3 informed Cardenas that the “probation officer ... said they had a subject matching that description.”4 Cardenas went to the victim’s school, picked him up, drove him to the Heintz Academy, and parked outside the school. Ruiz brought appellant outside. When the victim saw appellant, he (the victim) began to cower in the back seat of the police car.5 Identification Evidence - B.R.’s Testimony Asked if she remembered what the person with the knife looked like on April 30, B.R. testified he was “[l]ightweight kind of,” his hair was “spiky,” and he was wearing a “black shirt” and shorts. She did not remember if he had any facial hair. B.R. identified a photograph of appellant taken on the day after the robbery as being that of the armed robber. She was able to recognize the person depicted as being the armed robber based on “his hair and his shirt and his pants and his shorts.” The person in the photograph had spiky hair and was wearing shorts. B.R. also indicated “there was nothing about [the] ... face [of the person shown in the photograph] that made [her] believe that this was [the armed robber].” She did not remember if the armed robber was wearing a scarf and a cross and had facial hair, but the photograph showed all of these things. She was “familiar” with the face of the armed robber; she “had seen [him] before.” When asked if the armed robber was in the courtroom, she answered, “I don’t know.”

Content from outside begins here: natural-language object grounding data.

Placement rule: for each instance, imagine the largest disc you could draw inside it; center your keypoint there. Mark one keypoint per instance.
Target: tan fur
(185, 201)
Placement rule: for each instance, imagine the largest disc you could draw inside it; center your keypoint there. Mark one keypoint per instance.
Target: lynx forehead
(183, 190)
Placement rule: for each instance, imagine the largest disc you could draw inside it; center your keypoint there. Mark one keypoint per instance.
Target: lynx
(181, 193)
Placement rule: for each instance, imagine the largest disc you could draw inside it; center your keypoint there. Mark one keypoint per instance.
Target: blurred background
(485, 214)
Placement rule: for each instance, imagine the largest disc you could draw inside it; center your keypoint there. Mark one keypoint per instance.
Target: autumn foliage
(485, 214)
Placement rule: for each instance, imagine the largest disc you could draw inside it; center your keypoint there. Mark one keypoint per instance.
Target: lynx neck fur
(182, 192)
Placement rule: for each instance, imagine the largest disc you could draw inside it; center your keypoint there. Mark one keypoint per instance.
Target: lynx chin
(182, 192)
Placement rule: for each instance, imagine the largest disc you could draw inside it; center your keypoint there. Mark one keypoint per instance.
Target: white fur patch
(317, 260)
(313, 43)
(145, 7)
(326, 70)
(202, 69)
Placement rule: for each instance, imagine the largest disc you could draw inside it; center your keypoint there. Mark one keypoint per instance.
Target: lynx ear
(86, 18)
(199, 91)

4 This evidence was admitted “in so far as it describes the investigation,” and not for the truth of the matter asserted, i.e., that there was a person at the school who matched the description the officer had received. 5 The information set forth in the foregoing factual summary is undisputed. The only disputed factual issue at the jurisdiction hearing was the identity of the knife- wielding robber. We refer to this person as the armed robber.

4 Identification Evidence - S.G.’s Testimony S.G. identified appellant in court as the armed robber. She was able to recognize him because she “remember[ed] his face.” Prior to testifying, S.G. spoke with an investigator with the prosecutor’s office who told her appellant would be in court and would be sitting next to his attorney. She did not remember what the armed robber was wearing on April 30, and on that day, she did not give Cardenas a description of what the armed robber was wearing. Prior to the jurisdiction hearing, she had never been asked if she could identify any persons depicted as persons who had been “involved in this case.” DISCUSSION Sufficiency of the Evidence Although there is no dispute the evidence was sufficient to support the conclusion that a robbery was committed by two persons and that one of them personally used a knife in doing so, appellant contends the evidence was insufficient to establish that he was one of the robbers. We disagree.